Amuse bouche on a stone, held by person in wool maple leaf coat Photo by [Credit: Edible Canada]

When you think of foodie hotspots, the cities that come to mind are probably the old standbys: Paris, New York, Tokyo. But a Vancouver company has created a food tour exposing the cuisine of a lesser-known food hotspot: the Canadian North.

Edible Canada is a food tourism organization that puts on events showcasing culinary techniques and sampling food from different Canadian locales, and their “Across the Top of Canada” tour may be their biggest enterprise yet. The trip takes guests on a private 737 jet to northern hot (or is that cold?) spots to check out the local culture and cuisine, with stops in St. John’s, Iqaluit, Churchill, Yellowknife, and Whitehorse.

So what kind of food can you expect to eat if you hop on Edible Canada’s plane? A surprising variety, it turns out.

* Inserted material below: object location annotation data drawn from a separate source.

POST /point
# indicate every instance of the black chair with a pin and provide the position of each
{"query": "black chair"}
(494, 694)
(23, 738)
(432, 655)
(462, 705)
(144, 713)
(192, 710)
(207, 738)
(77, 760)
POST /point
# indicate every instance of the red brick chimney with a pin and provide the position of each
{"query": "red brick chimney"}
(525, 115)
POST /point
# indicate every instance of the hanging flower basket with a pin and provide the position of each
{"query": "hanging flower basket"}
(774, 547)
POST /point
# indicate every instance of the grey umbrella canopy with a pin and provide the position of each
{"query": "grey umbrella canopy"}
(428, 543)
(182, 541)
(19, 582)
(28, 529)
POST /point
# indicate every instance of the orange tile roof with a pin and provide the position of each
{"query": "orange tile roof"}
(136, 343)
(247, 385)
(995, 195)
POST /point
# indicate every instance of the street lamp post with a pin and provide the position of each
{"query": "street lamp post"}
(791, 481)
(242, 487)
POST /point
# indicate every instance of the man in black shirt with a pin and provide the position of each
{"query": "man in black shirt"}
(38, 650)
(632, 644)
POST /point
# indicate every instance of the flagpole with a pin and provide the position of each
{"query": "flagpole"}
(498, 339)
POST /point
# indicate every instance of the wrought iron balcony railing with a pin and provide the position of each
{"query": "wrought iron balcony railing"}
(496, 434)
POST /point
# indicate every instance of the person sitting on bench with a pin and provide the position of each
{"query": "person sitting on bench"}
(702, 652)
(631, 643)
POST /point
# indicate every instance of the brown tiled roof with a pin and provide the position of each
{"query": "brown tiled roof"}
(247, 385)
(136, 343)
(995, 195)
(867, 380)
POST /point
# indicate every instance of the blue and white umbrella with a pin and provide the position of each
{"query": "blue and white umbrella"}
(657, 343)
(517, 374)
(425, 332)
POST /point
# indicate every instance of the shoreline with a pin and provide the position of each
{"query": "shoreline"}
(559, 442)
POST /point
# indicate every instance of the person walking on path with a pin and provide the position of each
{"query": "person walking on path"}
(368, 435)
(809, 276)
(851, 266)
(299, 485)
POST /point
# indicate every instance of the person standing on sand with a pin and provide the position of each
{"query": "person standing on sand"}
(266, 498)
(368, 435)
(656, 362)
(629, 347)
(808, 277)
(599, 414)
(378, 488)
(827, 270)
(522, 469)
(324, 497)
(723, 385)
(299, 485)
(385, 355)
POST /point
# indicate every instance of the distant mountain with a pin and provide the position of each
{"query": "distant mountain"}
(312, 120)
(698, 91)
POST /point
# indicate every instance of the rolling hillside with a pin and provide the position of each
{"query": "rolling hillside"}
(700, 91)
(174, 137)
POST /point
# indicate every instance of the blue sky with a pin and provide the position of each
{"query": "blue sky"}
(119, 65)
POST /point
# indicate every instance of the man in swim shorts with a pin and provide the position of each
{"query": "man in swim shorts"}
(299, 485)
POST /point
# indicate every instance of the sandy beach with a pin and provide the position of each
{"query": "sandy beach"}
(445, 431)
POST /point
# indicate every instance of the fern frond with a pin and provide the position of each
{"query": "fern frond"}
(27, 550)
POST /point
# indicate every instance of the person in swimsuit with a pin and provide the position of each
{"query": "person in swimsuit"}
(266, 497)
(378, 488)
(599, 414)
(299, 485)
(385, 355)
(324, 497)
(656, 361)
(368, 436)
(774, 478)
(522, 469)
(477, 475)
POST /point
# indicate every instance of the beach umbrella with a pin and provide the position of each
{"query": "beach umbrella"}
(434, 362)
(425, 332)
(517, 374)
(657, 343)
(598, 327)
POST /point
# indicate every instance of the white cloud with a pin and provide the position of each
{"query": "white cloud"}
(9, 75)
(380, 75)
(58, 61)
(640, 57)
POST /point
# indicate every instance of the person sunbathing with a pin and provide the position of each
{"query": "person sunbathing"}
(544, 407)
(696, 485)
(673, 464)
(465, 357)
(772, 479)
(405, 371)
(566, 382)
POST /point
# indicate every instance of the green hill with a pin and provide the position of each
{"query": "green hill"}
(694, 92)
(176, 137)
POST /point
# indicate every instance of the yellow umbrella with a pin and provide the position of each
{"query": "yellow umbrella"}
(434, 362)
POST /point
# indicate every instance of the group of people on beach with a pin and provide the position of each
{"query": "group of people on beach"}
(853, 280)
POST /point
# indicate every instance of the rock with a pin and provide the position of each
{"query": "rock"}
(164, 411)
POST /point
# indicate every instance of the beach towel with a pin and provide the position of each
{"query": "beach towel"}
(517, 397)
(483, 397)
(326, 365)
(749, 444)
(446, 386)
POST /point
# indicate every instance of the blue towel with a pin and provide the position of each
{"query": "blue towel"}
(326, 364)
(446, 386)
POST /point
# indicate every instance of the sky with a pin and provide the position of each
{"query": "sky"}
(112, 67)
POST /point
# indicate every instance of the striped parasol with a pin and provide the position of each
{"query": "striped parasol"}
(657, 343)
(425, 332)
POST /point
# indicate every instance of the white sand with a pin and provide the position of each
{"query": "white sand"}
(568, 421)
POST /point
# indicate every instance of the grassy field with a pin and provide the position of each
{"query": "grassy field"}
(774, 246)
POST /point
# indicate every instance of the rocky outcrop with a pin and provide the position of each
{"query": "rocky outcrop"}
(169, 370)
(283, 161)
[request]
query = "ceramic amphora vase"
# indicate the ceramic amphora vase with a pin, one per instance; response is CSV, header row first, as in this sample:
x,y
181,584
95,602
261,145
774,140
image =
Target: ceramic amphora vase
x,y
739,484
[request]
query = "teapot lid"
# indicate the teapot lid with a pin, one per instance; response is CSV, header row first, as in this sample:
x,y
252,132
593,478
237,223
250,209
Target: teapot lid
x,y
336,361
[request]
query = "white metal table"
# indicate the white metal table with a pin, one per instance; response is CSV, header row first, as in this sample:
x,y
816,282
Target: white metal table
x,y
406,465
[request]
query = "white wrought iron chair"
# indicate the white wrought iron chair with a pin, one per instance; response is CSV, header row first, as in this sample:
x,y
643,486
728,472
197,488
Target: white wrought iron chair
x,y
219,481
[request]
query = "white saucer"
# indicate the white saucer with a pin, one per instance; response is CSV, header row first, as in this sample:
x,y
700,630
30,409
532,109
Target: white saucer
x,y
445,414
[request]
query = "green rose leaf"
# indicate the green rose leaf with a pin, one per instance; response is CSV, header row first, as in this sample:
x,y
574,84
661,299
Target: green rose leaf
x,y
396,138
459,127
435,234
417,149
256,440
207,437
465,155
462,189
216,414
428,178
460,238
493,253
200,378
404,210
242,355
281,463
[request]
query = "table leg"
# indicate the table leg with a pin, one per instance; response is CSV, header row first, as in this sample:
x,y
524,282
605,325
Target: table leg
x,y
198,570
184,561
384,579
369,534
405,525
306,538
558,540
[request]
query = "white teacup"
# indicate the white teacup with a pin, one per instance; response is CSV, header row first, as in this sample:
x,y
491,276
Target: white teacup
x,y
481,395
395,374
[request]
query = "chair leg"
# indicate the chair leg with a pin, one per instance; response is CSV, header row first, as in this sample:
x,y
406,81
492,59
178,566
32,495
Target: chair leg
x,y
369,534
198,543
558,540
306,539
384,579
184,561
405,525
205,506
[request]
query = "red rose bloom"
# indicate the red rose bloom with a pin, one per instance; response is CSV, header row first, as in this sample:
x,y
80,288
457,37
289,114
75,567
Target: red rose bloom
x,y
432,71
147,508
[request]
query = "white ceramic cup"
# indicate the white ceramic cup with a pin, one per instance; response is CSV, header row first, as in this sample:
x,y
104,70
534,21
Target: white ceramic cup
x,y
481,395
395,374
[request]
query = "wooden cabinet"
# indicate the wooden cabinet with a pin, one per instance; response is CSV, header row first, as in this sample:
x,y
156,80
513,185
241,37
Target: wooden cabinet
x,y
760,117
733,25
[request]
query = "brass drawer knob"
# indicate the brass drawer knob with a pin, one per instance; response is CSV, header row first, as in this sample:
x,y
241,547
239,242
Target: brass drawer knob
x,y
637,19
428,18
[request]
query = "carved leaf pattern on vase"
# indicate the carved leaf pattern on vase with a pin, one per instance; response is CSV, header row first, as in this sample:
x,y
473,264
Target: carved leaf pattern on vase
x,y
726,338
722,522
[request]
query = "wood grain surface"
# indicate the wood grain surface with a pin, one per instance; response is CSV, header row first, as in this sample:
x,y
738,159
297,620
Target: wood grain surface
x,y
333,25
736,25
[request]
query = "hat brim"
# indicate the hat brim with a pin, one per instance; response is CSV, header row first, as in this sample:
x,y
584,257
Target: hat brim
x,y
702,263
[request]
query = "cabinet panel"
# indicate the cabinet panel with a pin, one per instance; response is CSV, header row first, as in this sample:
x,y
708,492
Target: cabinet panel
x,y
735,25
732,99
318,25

The tour begins in Vancouver, where guests drink signature cocktails and snack on liquid nitrogen ice cream, then heads to Whitehorse (probably the most cosmopolitan of the northerly cities), where there are served signature dinners of wild boar belly, venison, Arctic char, and foraged greens. There are also cocktails made from candy cap mushrooms, which live up to their name, offering a hint of sweetness.

fish and vegetables on wooden plate
[Credit: Edible Canada]
Next, the group jets on to Yellowknife, where guests feast for two days on fresh-caught Northern Pike, chilled fiddlehead soup, reindeer with blueberries and mustard greens, and plenty of other locally sourced fish and game.

Fish on a board next to a cooking fire
[Credit: Edible Canada]
Iqualuit is next. This city in Nunavut has a population of just 7,740 and is a place of rare and wild beauty. Marine mammals are a large part of the traditional diet in Nunavut, so Edible Canada guests are treated to a meal that includes fish chowder, snow goose eggs, and seal (plus hot apple cider to ward of chilliness).

goose eggs
[Credit: Edible Canada]
The furthest east of all the destinations is St. John’s, Newfoundland, where the bounty of the sea is put on maximum display. Meals of scallops, snow crab, roasted cod, and mussel broth abound. And what’s a trip to the Maritimes without a lobster bake?

Scallops on a boat
[Credit: Jeorg Michel]
The final, brief stop is Churchill, Manitoba, where guests have a quick lunch and partake of the region’s amazing whale-watching opportunities.

All of the meals served on this tour of the North are informed by local history and indigenous cultures, and many of them are enjoyed in the company of locals. Edible Canada wants to introduce people not only to local food, but also local culture and ways of life.

In Edible Canada’s world, it’s all about food for thought — and just food, of course.